Bu İstanbul’u kuran her kimse tam bir ılıkçı olsa gerek belki de kurakçı. Yaz sistemlerinin ve kırkikindilerin es geçtiği bir yer. Böyle zamanlarda uydu ve radarı takip etmemek lazım. İnsan kendini yiyip bitiriyor
Bence DEK hastası da olabilir 😀
Arada düşünüyorum seneye üniversiteyi Marmara veya Karadeniz dışında okursam ve sizler DEK bantları geçerken resim paylaşırsanız sitede ben orada kafayı yerim.
Anadolu’da ki 2 ay kalkmayan kar örtüsü bile Istanbul’un 3 günlük DEK serüveni kadar zevk veremez
Bugün Boğaz’daki sis dağılmak bilmedi. Saat 3 buçukta bile Beşiktaş açıklarında göz gözü görmüyordu. Oysa hava da rüzgârlıydı bugün. Niye dağılmadı bu sis?

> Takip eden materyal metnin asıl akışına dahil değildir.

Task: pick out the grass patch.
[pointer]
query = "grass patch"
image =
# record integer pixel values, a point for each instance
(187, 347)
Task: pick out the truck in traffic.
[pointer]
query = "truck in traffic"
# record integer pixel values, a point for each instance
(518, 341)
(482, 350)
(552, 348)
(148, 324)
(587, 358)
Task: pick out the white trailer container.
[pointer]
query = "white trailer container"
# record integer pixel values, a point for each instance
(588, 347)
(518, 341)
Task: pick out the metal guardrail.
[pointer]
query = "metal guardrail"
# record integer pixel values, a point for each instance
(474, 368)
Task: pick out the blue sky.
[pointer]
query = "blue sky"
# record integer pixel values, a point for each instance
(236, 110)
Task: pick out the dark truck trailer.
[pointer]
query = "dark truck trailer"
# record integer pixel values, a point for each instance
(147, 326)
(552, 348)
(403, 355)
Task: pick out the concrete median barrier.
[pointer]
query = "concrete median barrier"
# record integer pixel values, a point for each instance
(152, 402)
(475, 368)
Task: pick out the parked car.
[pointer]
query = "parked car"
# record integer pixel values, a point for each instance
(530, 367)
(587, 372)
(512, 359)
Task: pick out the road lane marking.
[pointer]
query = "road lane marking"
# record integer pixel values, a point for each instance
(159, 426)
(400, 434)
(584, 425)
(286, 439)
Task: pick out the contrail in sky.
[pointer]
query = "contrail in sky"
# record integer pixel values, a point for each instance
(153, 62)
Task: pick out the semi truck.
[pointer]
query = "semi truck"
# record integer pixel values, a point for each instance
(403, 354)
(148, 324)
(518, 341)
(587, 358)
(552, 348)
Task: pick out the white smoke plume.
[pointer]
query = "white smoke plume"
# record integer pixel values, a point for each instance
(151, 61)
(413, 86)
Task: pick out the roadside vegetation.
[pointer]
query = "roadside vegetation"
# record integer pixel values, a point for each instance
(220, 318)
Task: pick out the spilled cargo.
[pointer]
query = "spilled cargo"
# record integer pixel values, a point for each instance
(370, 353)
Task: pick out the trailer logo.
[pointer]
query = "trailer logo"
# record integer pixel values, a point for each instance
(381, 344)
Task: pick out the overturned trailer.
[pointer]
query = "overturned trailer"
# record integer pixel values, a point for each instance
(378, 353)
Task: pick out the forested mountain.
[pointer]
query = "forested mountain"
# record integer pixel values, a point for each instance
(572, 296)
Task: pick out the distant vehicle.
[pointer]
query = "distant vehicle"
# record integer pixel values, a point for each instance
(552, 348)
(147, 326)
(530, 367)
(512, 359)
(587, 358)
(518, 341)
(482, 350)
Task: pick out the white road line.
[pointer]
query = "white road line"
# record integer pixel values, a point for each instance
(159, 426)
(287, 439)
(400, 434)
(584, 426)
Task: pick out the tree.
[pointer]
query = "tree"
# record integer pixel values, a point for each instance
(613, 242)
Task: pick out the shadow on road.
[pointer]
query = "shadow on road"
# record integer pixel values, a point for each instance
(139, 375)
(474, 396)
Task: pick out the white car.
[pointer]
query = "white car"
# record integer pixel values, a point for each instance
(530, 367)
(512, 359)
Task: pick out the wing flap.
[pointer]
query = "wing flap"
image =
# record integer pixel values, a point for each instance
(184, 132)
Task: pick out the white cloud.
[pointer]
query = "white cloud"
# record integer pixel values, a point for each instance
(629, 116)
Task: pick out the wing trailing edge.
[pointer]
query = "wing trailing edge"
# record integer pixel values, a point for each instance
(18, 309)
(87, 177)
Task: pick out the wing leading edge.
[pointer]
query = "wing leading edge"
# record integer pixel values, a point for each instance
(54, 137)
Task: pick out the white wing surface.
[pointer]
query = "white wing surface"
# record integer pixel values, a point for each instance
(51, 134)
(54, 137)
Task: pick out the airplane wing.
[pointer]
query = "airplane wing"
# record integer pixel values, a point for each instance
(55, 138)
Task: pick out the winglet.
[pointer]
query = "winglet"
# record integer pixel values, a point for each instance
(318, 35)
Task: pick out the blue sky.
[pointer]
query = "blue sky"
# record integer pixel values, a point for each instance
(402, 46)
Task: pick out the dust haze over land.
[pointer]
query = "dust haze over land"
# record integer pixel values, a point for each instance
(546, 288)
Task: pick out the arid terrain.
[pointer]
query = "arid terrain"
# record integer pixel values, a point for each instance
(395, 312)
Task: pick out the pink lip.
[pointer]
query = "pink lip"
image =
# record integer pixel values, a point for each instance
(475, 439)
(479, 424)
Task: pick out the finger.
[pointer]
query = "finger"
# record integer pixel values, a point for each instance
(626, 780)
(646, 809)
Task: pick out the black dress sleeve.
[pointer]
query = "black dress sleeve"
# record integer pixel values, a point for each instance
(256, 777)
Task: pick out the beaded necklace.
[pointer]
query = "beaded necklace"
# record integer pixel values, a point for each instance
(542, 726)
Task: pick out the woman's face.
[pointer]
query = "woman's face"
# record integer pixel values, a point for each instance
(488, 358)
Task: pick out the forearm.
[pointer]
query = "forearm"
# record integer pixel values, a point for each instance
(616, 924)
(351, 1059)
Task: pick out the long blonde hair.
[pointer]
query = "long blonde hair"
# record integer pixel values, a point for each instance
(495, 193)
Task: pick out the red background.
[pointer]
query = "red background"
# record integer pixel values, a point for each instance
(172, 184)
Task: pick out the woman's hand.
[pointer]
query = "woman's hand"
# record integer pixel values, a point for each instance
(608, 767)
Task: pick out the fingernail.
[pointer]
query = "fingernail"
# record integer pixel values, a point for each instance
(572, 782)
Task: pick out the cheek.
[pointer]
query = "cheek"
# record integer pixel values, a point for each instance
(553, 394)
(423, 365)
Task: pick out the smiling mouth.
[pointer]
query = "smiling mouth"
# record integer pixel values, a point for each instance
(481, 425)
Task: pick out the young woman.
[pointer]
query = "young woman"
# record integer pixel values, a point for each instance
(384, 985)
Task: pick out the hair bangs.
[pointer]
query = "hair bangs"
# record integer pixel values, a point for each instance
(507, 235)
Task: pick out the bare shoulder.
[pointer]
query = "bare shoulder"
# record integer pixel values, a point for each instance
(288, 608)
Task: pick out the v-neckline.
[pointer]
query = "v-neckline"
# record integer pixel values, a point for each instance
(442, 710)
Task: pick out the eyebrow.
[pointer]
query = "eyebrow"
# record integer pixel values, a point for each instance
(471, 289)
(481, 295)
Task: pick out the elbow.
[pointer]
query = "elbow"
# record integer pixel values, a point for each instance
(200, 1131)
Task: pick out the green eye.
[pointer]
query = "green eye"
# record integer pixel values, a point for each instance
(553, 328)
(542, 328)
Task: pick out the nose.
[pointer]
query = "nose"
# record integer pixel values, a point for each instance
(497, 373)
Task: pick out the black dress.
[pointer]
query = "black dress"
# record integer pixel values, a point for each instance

Deniz üzerindeki havayla birlikte yukarı seviye havası da nemli olmalı. Bir de eşim dedi ki denizin ortasında bir şey yokken (Boğaz’da) kıyıya doğru sis artıyormuş. Acaba bir nevi yamaç etkisi de mi var (Boğaz’dan yukarılara doğru havanın hafif yükselmeye zorlanması), ya da farklı karakterdeki hava kütleleri kıyıda karşılaştığı için mi?
Çok ilginçti hava bütün gün. Moda’da da ara ara oradan buradan beyaz dumanlar bastırdı. Deniz kenarıyla biraz iç taraflar arasındaki 10 derece civarı sıcaklık farkını söylememe gerek yok sanırım zaten.
Bugün Tuzla’da da sis hiç dağılmadı. Sıcaklık 16 dereceyi aşamadı. Güneş vardı ama ara ara çok yoğun bastırdı. Şu an da gittikçe kalınlaşan bir tabaka var.
Saat 11’de uyandığımdan sabah hava nasıldı bilmiyorum ama burada akşam oluşan hafif pustan başka bir şey olmadı hava şu an da oldukça temiz ve açık.Kısa mesafede bu kadar fark çok ilginç olmuş gerçekten.
Adveksiyon sisi olduğu için bu iç kesimlerde oluşan ve rüzgarla dağılan radyasyon sisindenü farklı, deniz suyu sıcaklığı ve havanın yoğunlaşma sıcaklığı birbirini yakaladığı müddetçe en sert rüzgâr bile dağıtmaz onu.
Neden karaya yaklaştıkça sisin arttığına gelince, NAE’ye ait yoğunlaşma sıcaklık haritası aslında durumu açıklıyor.
Burada dikkat ederseniz karalarda 15-16 derece olan yoğunlaşma sıcaklıkları var.
Deniz suyuna ortalama 12 derece farzedersek, bu durum neden karalara doğru sisin daha da arttığını açıklıyor bence. Yamaç sisi yaklaşımını reddediyorum. 😛
Edirne aralıksız yaklaşık 1 haftadır 30 c yi aşıyor ve hatta 32 c ye dayanıyor. Orada okuyan Trakya Üniversitesi öğrencilerinin halini düşünün. Şimdiden tatil moduna girmişlerdir.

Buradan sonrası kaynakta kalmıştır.